Let $f$ and $g$ both have $+\infty$ as a limit. We can define other mappings for each $k \in \mathbb N^{\gt 0}$,
$\tag 1 k \times \mathsf {EC}(f,g): \; n \mapsto \text{Max}[\;\mathsf {EC}(kf(n),g(n)),\,\mathsf {EC}(f(n),kg(n))\;]$
Definition: Two mappings $f$ and $g$ are said to approach $+\infty$ at the same rate if for every $k \in \mathbb N^{\gt 0}$, $k \times \mathsf {EC}(f,g)$ is eventually constant and equal to $k$.
Example: $f(n) = n^2 + 100n + 10000$ and $g(n) = n^2$ approach $+\infty$ at the same rate.
Question 1: Did this concept appear in Greek_mathematics or, for that matter, have these definitions ever been used in the mathematical literature?
I find it interesting that we can get the concept of a limit at a foundational level - our universe of discourse is restricted to only the natural numbers.
Question 2: Are there known results in mathematics that can be developed and expressed (perhaps in a watered down fashion) from this primitive platform?

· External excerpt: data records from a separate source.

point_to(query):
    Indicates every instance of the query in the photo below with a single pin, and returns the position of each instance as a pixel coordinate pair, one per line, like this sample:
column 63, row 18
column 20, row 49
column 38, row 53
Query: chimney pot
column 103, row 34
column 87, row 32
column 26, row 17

Yes, this is a very important and well-understood notion.
Your definition is more concisely written as $$\lim_{n\rightarrow\infty}{f(n)\over g(n)}=1,$$ which in turn is generally abbreviated "$f\sim g$." Here I'm taking the limit over naturals, so $f$ and $g$ are understood as functions with domain $\mathbb{N}$; we can just as easily define $\sim$ for functions on the rationals, reals, complexes, or etc. Some basic properties are described here, and you may also be interested in other varieties of asymptotic comparison.
As to its history, I'm unaware of any treatment of growth rates in "ancient" mathematics, Greek or otherwise - so far as I know, the earliest such investigations occurred in the $1800$s in the context of analytic number theory (e.g. the prime number theorem is a result in asymptotic analysis) - but it's hard to prove a negative, and I could very easily be wrong.